Q1: What is a Document Identification Number (DIN) and why is it important?
A: A DIN is an electronic identification number assigned to official communications by the GST department. It’s designed to ensure transparency, create a digital audit trail, and allow recipients to verify that a communication is genuine and issued on the date claimed by the officer who issued it. This prevents officials from pre-dating or post-dating communications. However, as this judgment clarifies, DINs aren’t required for every type of communication—particularly for orders issued in the presence of the person being investigated.
Q2: Can the GST department conduct both audit and investigation at the same time?
A: Yes, according to this judgment. Audit under Section 65 is a routine procedure, while investigation under Section 67 is a more onerous procedure with stricter requirements. They serve different purposes and can be conducted simultaneously. The court rejected the argument that one must be concluded before the other begins.

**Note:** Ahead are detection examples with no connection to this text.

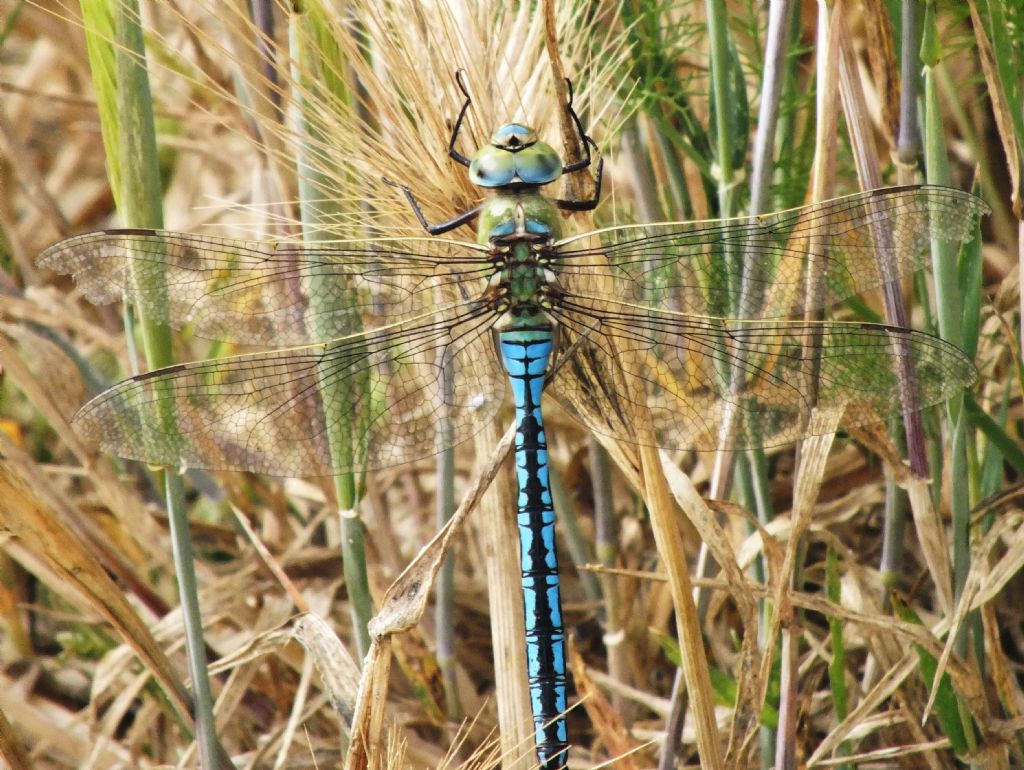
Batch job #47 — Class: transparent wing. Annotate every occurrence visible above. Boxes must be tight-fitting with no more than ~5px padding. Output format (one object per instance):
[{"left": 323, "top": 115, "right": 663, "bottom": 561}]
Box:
[
  {"left": 556, "top": 186, "right": 987, "bottom": 318},
  {"left": 75, "top": 307, "right": 506, "bottom": 476},
  {"left": 38, "top": 229, "right": 492, "bottom": 346},
  {"left": 549, "top": 300, "right": 976, "bottom": 451}
]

Q3: If I’m under GST investigation, can I voluntarily pay the tax without waiting for a formal notice?
A: Yes. Under Section 74(5) of the CGST Act, a person can voluntarily pay tax even during investigation. This is a benefit provided to taxpayers who want to settle their tax liability early. The court in this case upheld the voluntary payment made by the appellants through a cheque.
Q4: Can the GST department attach my bank account without giving me a hearing first?
A: Yes, for protective attachments made to safeguard revenue interests. The court explained that if the department had to give notice before attachment, the account holder could simply withdraw all the funds and defeat the purpose. However, the court left open the question of whether a hearing is required before the department seeks to disburse the amounts from the attached account.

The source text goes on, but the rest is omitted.